With all respect to Elizabeth Harbison and her book full of good recipes,
her post contains some mythology that should be corrected.
> The only problem could happen if:
> * you had no salt, the loaf would rise out of control
> * you had no natural sugar (sugar, honey, molasses, whatever) the yeast
> wouldn't be activated so the dough wouldn't rise much ... [snip]
I make salt-free bread in and out of bread machines. I also make
sugar-free bread. There are several ways to control the rate of
fermentation and rise:
==> Yeast: the more yeast, the faster the rise.
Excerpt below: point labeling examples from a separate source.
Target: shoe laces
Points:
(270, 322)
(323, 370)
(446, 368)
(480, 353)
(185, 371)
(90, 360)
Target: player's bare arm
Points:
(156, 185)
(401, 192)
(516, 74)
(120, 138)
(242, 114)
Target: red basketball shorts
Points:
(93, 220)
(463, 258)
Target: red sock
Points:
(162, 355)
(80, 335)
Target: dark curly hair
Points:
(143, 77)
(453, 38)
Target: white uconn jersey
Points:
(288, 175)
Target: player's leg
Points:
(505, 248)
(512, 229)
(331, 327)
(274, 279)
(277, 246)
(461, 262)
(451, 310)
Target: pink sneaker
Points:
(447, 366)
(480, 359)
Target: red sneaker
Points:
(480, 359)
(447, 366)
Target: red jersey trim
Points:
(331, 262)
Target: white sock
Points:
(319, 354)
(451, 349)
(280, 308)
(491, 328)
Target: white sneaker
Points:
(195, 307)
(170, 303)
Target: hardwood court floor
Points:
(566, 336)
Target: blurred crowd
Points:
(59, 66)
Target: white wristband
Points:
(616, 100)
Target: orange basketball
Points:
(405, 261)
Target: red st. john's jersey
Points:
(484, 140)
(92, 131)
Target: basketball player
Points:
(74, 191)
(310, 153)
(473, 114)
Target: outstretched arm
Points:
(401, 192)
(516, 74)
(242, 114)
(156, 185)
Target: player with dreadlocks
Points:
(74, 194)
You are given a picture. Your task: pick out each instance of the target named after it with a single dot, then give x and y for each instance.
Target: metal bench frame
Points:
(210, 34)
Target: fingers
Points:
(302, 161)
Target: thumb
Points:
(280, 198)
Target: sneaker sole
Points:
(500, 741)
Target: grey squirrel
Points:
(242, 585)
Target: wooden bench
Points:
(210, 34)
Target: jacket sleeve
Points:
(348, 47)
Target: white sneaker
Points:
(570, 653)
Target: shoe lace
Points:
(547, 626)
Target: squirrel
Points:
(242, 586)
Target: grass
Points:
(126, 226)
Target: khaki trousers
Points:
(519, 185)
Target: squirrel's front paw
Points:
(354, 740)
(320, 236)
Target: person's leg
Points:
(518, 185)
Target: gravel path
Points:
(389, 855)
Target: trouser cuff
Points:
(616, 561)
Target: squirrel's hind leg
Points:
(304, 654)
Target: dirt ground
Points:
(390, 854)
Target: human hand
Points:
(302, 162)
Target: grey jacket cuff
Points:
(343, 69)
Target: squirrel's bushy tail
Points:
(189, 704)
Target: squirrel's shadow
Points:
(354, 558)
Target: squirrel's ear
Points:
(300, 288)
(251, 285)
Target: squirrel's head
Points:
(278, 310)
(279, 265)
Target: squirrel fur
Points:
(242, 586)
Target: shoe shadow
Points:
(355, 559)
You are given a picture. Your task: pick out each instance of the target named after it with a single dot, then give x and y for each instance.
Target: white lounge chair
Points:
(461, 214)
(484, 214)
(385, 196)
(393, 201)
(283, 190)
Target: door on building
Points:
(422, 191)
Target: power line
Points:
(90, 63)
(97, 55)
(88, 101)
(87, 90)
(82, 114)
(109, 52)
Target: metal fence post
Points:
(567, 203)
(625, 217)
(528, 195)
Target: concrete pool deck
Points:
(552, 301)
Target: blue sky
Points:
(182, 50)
==> Firmness/water content: firmer bread rises more slowly. Moister
bread rises faster.
==> Salt: slows down rise.
==> Sweeteners: speed up rise. If you put in sweeteners, it gives the
yeast a jet-assist. But yeast is perfectly happy to feed on flour
alone; yeast converts the starch in flour to sugar. If sugar, honey,
and the like were needed to "activate" the yeast, french bread (which
by law, in France, contains only water, flour, salt, and yeast) would
be impossible.
==> Temperature: bread rises faster when it's warmer. This doesn't
apply much to bread machines, which don't usually have programmable
temperature settings.
If you want low-salt or salt-free bread, use less salt -- or none at all. If
your bread mushrooms and collapses, it's rising too fast. Reduce yeast, sugar,
or water.
If you want bread that's less sweet, leave out some or all of the
sugar/honey/molasses. If the bread doesn't rise fast enough, add yeast, or add
water. Or reduce salt.
Like Elizabeth Harbison, I don't measure carefully. But I make an exception
when I'm using a machine. Making machine bread with low salt, or no salt,
requires that you measure accurately. Declare yourself a scientist: experiment
with different combinations, and keep good records.